3. Воронин В.С., Юнина Т. В. Чертеж вселенной в личном космосе «Котика Летаева» Андрея Белого. [Электронный ресурс]. - Режим доступа: http:// sc-comm.ru/conf_fil.php (дата обращения 10.12.11).
4. Лосев А. Ф. Диалектика мифа // Лосев А.Ф. Философия. Мифология. Культура. - М.: Политиздат, 1991. - С. 21-187.
5. Нива Ж. Андрей Белый // История русской литературы. Серебряный век. - М.: Радуга, 1995. -С. 106-120.
6. Силард Л. О символах восхождения у Андрея Белого // Андрей Белый в изменяющемся мире: к 125-летию со дня рождения. - М.: Наука, 2008. -С. 17-41.
7. Тимина С.И. Последний роман Андрея Белого // Белый А. Москва / сост. С.И. Тиминой. - М.: Сов. Россия, 1989. - С. 3-16.

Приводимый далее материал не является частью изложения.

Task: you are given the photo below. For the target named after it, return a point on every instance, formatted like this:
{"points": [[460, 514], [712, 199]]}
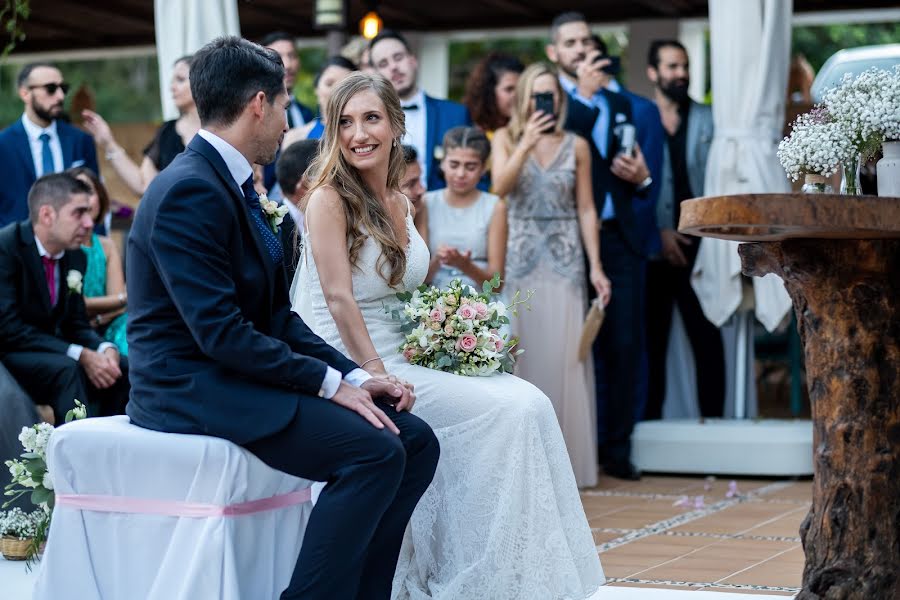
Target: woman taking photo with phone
{"points": [[545, 175]]}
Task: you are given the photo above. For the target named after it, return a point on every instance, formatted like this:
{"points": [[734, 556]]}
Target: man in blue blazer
{"points": [[215, 349], [298, 114], [602, 117], [39, 143], [427, 118]]}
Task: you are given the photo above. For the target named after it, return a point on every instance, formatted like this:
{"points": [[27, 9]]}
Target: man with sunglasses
{"points": [[40, 143]]}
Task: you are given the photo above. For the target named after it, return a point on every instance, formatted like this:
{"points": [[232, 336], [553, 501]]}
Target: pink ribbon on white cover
{"points": [[178, 508]]}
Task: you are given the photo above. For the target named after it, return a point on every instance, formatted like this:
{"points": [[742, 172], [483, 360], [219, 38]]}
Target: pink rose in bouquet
{"points": [[466, 342], [467, 312]]}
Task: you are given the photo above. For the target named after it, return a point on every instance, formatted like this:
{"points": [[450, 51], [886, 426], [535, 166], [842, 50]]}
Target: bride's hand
{"points": [[393, 390]]}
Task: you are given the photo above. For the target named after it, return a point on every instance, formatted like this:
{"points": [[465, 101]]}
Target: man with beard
{"points": [[39, 143], [689, 134], [47, 343], [603, 117], [427, 118]]}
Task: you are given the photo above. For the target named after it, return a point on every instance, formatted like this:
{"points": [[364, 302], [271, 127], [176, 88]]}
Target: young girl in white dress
{"points": [[466, 227], [502, 519]]}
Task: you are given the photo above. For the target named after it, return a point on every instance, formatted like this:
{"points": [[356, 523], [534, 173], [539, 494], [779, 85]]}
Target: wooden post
{"points": [[846, 295]]}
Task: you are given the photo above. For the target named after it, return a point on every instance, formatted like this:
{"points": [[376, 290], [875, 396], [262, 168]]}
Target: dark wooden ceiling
{"points": [[81, 24]]}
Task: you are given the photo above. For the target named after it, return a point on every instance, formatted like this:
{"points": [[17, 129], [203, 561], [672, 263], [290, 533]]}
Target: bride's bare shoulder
{"points": [[325, 199]]}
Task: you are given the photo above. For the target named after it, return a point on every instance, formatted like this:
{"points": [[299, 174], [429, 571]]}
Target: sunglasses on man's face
{"points": [[52, 87]]}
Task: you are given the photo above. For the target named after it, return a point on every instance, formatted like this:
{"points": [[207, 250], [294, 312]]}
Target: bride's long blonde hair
{"points": [[365, 215]]}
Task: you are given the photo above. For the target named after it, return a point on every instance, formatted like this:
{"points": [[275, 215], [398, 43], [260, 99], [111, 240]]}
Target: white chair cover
{"points": [[93, 555]]}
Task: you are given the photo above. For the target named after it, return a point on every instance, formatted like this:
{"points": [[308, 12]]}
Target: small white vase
{"points": [[888, 170], [814, 183]]}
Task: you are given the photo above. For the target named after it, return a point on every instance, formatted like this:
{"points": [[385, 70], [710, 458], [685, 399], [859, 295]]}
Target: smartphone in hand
{"points": [[543, 101], [614, 67]]}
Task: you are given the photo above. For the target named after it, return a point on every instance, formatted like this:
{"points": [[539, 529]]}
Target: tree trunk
{"points": [[846, 295]]}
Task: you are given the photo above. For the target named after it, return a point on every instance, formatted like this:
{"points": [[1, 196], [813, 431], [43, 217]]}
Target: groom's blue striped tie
{"points": [[273, 243]]}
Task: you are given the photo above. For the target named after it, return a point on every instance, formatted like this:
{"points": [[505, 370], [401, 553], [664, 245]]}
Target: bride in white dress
{"points": [[502, 519]]}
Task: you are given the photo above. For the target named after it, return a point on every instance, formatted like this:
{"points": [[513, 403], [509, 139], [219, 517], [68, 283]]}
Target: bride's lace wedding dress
{"points": [[503, 519]]}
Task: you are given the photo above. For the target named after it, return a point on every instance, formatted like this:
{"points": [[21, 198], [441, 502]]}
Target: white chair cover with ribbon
{"points": [[162, 516]]}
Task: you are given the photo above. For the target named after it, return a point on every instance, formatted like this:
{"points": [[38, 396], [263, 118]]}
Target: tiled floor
{"points": [[656, 533]]}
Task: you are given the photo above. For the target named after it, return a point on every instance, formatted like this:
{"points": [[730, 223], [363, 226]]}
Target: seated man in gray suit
{"points": [[689, 133]]}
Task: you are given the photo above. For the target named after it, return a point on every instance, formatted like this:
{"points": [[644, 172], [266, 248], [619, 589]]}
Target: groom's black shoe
{"points": [[622, 470]]}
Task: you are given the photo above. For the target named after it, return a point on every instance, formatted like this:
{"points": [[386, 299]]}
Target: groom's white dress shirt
{"points": [[240, 170]]}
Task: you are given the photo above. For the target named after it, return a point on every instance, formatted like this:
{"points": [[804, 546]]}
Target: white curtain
{"points": [[183, 27], [750, 52]]}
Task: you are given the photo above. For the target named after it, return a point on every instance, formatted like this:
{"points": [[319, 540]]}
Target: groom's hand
{"points": [[359, 400], [399, 393]]}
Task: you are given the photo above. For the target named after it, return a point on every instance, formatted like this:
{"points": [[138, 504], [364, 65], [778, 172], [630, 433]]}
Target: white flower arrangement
{"points": [[817, 145], [273, 212], [74, 281], [852, 122], [457, 329], [30, 475], [869, 107], [19, 524]]}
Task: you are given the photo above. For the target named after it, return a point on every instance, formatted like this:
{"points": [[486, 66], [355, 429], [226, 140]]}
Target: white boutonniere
{"points": [[273, 213], [73, 281]]}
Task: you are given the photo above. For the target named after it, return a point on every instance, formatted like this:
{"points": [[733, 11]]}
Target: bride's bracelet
{"points": [[362, 366]]}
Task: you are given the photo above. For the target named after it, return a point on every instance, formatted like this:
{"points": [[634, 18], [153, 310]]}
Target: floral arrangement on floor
{"points": [[31, 476], [20, 525], [854, 119], [457, 329]]}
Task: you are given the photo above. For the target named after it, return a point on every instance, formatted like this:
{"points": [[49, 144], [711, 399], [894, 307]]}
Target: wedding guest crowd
{"points": [[586, 180], [169, 141]]}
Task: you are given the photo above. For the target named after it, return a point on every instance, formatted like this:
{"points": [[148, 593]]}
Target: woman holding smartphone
{"points": [[545, 175]]}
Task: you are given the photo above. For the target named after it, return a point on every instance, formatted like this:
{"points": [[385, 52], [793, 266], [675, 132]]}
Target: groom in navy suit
{"points": [[39, 143], [215, 349]]}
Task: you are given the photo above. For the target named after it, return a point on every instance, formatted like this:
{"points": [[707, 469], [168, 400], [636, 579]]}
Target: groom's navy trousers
{"points": [[214, 349]]}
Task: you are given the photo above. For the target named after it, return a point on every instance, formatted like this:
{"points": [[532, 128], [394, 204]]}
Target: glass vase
{"points": [[816, 184], [850, 185]]}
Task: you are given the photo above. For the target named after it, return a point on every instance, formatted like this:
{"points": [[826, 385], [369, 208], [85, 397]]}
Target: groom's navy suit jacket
{"points": [[213, 345]]}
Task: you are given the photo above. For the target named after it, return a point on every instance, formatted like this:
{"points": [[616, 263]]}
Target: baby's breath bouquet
{"points": [[457, 329], [854, 119], [868, 106], [31, 476], [817, 145]]}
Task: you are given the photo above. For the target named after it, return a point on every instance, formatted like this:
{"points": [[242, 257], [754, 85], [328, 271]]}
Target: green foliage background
{"points": [[127, 89]]}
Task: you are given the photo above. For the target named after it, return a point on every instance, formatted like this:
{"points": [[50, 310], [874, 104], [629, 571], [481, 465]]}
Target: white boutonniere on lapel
{"points": [[274, 214], [74, 281]]}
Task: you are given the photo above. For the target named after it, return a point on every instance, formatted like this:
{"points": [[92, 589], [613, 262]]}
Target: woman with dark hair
{"points": [[105, 298], [491, 90], [170, 141]]}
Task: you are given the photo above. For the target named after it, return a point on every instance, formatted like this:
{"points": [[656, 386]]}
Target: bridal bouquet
{"points": [[457, 329]]}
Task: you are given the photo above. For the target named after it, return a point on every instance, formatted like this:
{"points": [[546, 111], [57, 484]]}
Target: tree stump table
{"points": [[839, 257]]}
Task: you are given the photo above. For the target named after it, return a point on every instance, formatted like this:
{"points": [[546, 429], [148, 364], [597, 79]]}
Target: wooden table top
{"points": [[776, 217]]}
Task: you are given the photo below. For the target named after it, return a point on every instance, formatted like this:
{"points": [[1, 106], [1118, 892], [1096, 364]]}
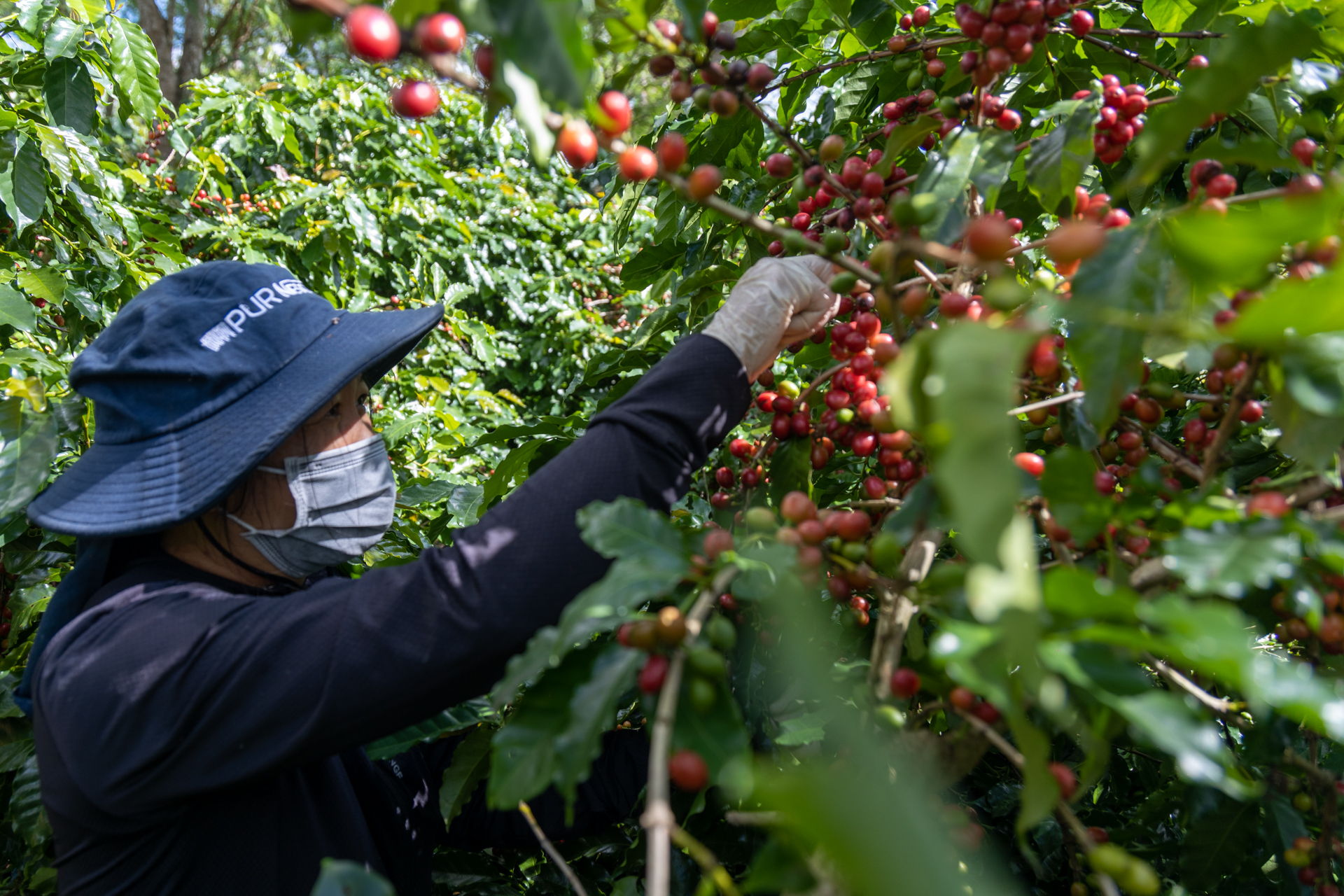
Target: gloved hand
{"points": [[777, 302]]}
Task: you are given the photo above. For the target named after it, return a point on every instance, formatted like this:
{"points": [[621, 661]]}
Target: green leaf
{"points": [[1238, 250], [45, 284], [17, 311], [946, 175], [1294, 309], [69, 93], [134, 67], [24, 461], [27, 817], [902, 140], [1057, 162], [64, 38], [1081, 596], [464, 715], [545, 38], [340, 878], [1219, 844], [1113, 292], [1068, 484], [593, 713], [470, 767], [858, 96], [1230, 562], [23, 179], [555, 732], [514, 466], [1168, 15], [790, 469], [530, 113], [972, 386], [650, 564], [1237, 64]]}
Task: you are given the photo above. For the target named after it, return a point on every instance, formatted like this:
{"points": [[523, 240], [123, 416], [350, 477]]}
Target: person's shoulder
{"points": [[122, 638]]}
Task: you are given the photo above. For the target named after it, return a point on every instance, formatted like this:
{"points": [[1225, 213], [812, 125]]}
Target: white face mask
{"points": [[343, 501]]}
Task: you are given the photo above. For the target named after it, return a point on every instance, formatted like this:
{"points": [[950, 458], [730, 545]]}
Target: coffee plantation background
{"points": [[1135, 719]]}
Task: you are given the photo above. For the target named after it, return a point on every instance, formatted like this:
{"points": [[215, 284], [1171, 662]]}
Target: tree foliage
{"points": [[1126, 675]]}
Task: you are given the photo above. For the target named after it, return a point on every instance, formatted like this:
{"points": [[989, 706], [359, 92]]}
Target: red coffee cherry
{"points": [[689, 770], [905, 682], [1066, 780], [371, 34], [414, 99], [441, 33]]}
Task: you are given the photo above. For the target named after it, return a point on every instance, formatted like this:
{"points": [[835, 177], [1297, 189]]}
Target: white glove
{"points": [[777, 302]]}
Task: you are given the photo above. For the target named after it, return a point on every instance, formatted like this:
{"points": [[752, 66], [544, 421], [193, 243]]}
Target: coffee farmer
{"points": [[201, 684]]}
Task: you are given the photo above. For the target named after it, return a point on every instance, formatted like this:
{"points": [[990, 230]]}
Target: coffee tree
{"points": [[1049, 507], [1022, 574]]}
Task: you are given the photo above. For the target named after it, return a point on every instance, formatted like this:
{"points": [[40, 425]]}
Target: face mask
{"points": [[344, 501]]}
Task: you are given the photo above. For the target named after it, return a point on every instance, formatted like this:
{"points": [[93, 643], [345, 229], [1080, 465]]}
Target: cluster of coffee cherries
{"points": [[1329, 630], [706, 81], [848, 538], [1009, 34], [1120, 120], [667, 630], [1306, 852], [815, 216], [372, 35]]}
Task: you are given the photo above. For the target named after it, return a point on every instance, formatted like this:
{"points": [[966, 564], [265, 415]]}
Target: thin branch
{"points": [[1230, 419], [1140, 33], [766, 227], [1217, 704], [550, 849], [707, 862], [1164, 449], [1062, 808], [657, 818], [866, 57], [1121, 51], [1049, 402]]}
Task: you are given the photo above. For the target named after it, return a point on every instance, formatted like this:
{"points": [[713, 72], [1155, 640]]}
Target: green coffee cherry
{"points": [[704, 695], [885, 554], [889, 716], [708, 664], [722, 633], [1159, 390], [843, 282], [855, 551], [835, 241], [762, 520]]}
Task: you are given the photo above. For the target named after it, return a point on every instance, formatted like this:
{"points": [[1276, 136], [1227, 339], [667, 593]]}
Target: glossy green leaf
{"points": [[1237, 65], [468, 769], [340, 878], [1057, 162], [1112, 293], [134, 66], [1231, 562], [23, 179], [971, 387]]}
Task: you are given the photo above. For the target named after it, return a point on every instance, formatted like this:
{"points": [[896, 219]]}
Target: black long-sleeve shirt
{"points": [[198, 738]]}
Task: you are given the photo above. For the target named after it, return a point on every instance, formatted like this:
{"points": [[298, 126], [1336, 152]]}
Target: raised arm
{"points": [[191, 691]]}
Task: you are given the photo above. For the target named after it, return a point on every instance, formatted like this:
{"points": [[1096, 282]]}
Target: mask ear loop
{"points": [[270, 577]]}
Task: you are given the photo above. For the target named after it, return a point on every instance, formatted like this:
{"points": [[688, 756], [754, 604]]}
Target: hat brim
{"points": [[151, 485]]}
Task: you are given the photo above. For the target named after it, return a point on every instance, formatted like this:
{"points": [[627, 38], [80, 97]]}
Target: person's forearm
{"points": [[244, 685]]}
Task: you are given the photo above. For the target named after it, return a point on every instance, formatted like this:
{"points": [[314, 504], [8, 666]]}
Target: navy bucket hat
{"points": [[198, 379]]}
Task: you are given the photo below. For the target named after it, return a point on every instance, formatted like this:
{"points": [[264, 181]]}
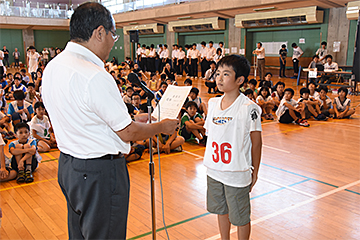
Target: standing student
{"points": [[203, 62], [6, 56], [322, 52], [282, 58], [92, 170], [16, 55], [260, 55], [297, 53], [181, 61], [194, 59], [233, 157]]}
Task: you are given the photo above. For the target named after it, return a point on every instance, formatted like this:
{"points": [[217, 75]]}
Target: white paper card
{"points": [[312, 74], [171, 102]]}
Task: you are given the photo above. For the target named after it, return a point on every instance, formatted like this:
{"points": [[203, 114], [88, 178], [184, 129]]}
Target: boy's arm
{"points": [[256, 147]]}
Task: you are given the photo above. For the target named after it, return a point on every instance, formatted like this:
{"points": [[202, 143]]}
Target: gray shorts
{"points": [[223, 199]]}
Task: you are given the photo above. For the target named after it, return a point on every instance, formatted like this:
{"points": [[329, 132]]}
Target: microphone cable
{"points": [[161, 187]]}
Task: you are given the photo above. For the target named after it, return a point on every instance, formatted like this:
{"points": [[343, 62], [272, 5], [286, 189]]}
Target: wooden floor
{"points": [[308, 188]]}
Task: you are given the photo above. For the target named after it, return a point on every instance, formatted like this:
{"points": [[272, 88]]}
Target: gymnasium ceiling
{"points": [[193, 10]]}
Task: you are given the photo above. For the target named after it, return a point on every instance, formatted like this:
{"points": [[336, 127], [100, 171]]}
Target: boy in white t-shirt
{"points": [[40, 129], [233, 149]]}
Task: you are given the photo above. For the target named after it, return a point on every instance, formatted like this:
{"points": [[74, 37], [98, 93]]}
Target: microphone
{"points": [[134, 79]]}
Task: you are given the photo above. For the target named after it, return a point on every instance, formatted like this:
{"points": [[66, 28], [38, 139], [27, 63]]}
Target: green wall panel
{"points": [[50, 38], [12, 38], [311, 35], [118, 49], [351, 43]]}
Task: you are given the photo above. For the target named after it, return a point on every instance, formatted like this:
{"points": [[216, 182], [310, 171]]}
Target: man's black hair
{"points": [[290, 90], [343, 89], [253, 82], [39, 104], [248, 92], [21, 125], [304, 90], [239, 64], [188, 80], [88, 17], [195, 90], [191, 103], [19, 95]]}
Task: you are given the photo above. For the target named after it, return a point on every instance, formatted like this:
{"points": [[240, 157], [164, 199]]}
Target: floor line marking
{"points": [[277, 149], [290, 186], [259, 220], [27, 184]]}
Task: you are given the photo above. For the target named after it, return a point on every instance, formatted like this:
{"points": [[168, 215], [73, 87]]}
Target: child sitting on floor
{"points": [[266, 103], [41, 129], [289, 110], [342, 104], [24, 160], [192, 124]]}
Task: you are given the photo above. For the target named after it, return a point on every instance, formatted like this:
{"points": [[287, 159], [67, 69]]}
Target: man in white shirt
{"points": [[297, 53], [260, 54], [322, 52], [203, 62], [93, 128], [329, 66]]}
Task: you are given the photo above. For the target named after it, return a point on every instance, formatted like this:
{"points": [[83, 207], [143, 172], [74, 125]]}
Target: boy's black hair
{"points": [[268, 74], [19, 95], [191, 103], [248, 92], [163, 83], [312, 83], [31, 85], [39, 104], [304, 90], [266, 89], [343, 89], [135, 94], [323, 88], [290, 90], [195, 90], [188, 80], [279, 83], [21, 125], [253, 82], [239, 64]]}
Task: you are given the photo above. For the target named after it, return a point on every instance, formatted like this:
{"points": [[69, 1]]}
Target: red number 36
{"points": [[225, 152]]}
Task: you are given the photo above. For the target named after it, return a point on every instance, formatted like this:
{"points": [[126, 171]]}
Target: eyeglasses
{"points": [[114, 35]]}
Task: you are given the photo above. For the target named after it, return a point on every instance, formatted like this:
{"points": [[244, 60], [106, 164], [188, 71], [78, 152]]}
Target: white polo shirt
{"points": [[84, 104]]}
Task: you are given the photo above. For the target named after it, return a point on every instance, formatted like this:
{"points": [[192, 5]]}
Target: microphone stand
{"points": [[151, 171]]}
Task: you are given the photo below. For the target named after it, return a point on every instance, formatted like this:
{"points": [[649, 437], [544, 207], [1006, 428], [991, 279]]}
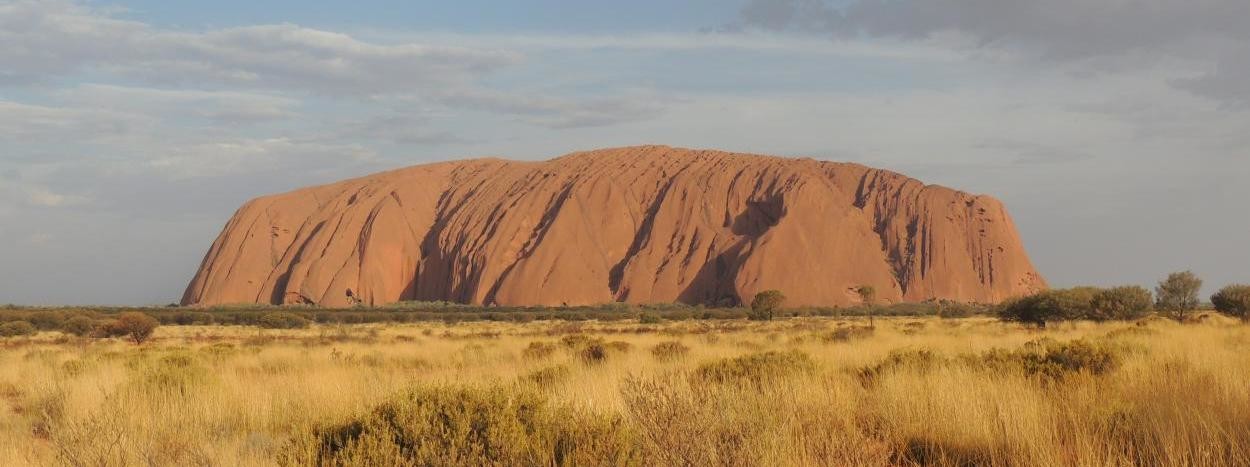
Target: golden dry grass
{"points": [[239, 396]]}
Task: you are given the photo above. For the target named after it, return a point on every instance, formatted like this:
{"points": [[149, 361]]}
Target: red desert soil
{"points": [[649, 224]]}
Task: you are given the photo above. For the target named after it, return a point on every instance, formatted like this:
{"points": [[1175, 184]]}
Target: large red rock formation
{"points": [[639, 225]]}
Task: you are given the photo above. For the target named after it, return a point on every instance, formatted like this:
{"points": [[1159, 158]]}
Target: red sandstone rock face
{"points": [[639, 225]]}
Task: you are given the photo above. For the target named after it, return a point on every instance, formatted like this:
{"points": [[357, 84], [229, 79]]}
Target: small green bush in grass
{"points": [[466, 426], [765, 305], [16, 329], [79, 326], [539, 350], [1128, 302], [1234, 301], [283, 321], [755, 368], [669, 351]]}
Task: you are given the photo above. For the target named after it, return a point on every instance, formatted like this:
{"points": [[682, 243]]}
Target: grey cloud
{"points": [[218, 106], [48, 39], [1093, 33], [558, 113], [1034, 154]]}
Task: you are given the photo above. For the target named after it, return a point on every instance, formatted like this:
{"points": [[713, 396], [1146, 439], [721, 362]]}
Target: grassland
{"points": [[795, 391]]}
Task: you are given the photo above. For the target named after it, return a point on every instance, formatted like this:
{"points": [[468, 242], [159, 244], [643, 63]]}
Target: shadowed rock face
{"points": [[639, 225]]}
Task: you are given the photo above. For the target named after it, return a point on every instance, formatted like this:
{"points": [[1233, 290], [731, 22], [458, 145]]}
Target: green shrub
{"points": [[1178, 295], [948, 309], [15, 329], [849, 334], [669, 351], [46, 320], [548, 376], [1051, 358], [1234, 301], [755, 368], [594, 352], [461, 426], [281, 320], [133, 325], [1053, 305], [79, 326], [539, 350], [578, 341], [765, 305], [899, 360], [1126, 302]]}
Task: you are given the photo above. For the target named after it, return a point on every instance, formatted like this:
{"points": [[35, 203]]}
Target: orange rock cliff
{"points": [[639, 225]]}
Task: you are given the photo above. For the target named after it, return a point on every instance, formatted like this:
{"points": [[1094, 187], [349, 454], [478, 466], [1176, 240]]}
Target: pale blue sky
{"points": [[1115, 131]]}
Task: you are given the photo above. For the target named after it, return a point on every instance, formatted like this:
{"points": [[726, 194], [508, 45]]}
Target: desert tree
{"points": [[1176, 296], [1234, 301], [1125, 302], [765, 305], [868, 296], [135, 326]]}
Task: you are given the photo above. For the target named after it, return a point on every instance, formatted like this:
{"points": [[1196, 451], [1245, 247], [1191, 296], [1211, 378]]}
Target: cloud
{"points": [[218, 106], [558, 113], [1095, 34], [46, 39], [43, 197]]}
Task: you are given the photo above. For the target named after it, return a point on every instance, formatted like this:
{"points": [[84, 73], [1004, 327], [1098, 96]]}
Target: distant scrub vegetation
{"points": [[289, 316], [466, 426], [1175, 296], [1128, 302]]}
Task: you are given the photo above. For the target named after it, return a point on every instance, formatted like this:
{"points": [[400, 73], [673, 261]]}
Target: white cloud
{"points": [[1094, 34], [53, 38], [43, 197], [221, 106]]}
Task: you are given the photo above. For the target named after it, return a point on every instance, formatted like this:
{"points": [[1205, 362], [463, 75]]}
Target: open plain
{"points": [[794, 391]]}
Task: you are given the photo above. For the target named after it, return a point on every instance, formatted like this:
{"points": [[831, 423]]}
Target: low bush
{"points": [[549, 376], [848, 334], [79, 326], [46, 320], [133, 325], [765, 305], [669, 351], [1128, 302], [539, 350], [1234, 301], [463, 426], [594, 352], [755, 368], [283, 321], [948, 309], [1053, 360], [16, 329], [899, 360]]}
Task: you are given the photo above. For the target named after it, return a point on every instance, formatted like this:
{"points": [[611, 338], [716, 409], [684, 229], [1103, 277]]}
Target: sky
{"points": [[1116, 131]]}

8. Шкловский В. Андрей Белый // Андрей Белый. Pro et contra. Личность и творчество Андрея Белого в оценках и толкованиях современников / сост., вступ. ст., коммент. А.В. Лаврова. - СПб.: Изд-во Рус. христиан. гуман. ин-та, 2004. - С. 679697.
9. Юнина Т.В. Поэтика хронотопа автобиографической повести Андрея Белого: Автореф. дис. ... канд. филол. наук / ВГУ. - Волгоград, 2009. - 20с.